Stevanovic told the court that she and Djekic, together with some ten other people, were involved in an operation in a nearby wood in the snow when Bosnian Serb fighters stopped the train and seized the passengers on February 27, 1993.
“We went to that operation together, the alleged action, we just went through that snow… She was with me the whole day, in the evening we went to Okolista [the village where they were staying], changed clothes, had dinner, sat down for a while and went to sleep,” Stevanovic said.
“The next day I heard that something had happened,” she added. She claimed that she did not know who participated in the Strpci crime.
In a parallel trial in Sarajevo for the same crime, the Bosnian state court last week found seven former soldiers from the Bosnian Serb Army’s Second Podrinje Brigade guilty of involvement in the abductions and murders of non-Serbs from the train in Strpci.
Obrad and Novak Poluga, Petko Indjic, Radojica Ristic, Dragan Sekaric, Oliver Krsmanovic and Miodrag Mitrasinovic were sentenced to 13 years in prison each for participating in the crime under the first-instance verdict, which can be appealed.
The verdict found that the defendants and other armed fighters drove to the station in Strpci, where some of them entered the train and, after checked their identity documents, took 20 passengers out.
The captives included a ticket collector, Muslims and Croats, as well as one unknown person of Arabic origin.
They then drove them by truck to a school in Prelovo, where the Second Podrinje Brigade’s First Battalion command was located, took the prisoners’ clothes off, beat them up and tied their hands with wire.
They then drove the civilians to a destroyed house in Musici, where they were shot dead. Their bodies were then thrown into Drina River.
The judge said that Milan Lukic, a Bosnian Serb paramilitary leader who was jailed for life for war crimes by the Hague Tribunal, took part in the execution of 18 of the captured civilians.
Three of the defendants in the trial in Serbia – Gojko Lukic, Dusko Vasiljevic and Dragana Djekic – were allegedly members of the Avengers paramilitary unit led by Milan Lukic.
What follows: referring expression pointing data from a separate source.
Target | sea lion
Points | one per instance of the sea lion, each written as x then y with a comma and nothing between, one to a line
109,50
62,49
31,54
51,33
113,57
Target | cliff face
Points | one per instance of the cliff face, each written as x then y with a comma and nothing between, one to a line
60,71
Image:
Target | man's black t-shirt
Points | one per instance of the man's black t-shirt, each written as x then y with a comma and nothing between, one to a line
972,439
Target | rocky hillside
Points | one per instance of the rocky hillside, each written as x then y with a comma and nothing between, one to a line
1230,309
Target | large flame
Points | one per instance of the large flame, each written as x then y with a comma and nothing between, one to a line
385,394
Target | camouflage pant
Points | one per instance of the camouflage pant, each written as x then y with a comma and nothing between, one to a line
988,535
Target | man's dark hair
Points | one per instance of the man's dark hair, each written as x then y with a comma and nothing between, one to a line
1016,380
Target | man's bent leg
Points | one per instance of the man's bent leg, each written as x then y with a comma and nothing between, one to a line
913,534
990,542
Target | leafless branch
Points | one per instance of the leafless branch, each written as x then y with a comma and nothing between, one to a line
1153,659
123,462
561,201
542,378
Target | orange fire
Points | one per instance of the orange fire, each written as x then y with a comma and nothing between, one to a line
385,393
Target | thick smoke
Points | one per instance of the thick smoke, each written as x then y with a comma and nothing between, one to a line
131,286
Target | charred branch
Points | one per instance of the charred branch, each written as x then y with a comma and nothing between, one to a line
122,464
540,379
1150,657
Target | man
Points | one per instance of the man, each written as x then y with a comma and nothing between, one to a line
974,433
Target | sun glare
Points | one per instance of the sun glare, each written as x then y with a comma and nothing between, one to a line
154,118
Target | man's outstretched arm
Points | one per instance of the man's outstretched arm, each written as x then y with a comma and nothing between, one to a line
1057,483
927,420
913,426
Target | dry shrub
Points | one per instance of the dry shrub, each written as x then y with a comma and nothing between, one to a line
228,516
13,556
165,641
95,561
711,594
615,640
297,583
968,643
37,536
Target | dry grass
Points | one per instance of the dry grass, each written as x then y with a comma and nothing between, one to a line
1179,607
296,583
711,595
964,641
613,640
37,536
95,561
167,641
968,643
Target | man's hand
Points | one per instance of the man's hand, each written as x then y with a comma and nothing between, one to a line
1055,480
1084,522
The other defendant in the Belgrade trial is Jovan Lipovac, a Bosnian Serb Army soldier at the time of the crime, according to the indictment. The case against Lipovac was separated from the others due to illness, but has since been reunited with the case against Lukic, Vasiljevic and Djekic.
Two other Bosnian Serb fighters have already been convicted of the Strpci crime – Nebojsa Ranisavljevic, who was sentenced to 15 years in prison in Montenegro, and Mico Jovicic, who received a five-year sentence after pleading guilty before the Bosnian state court.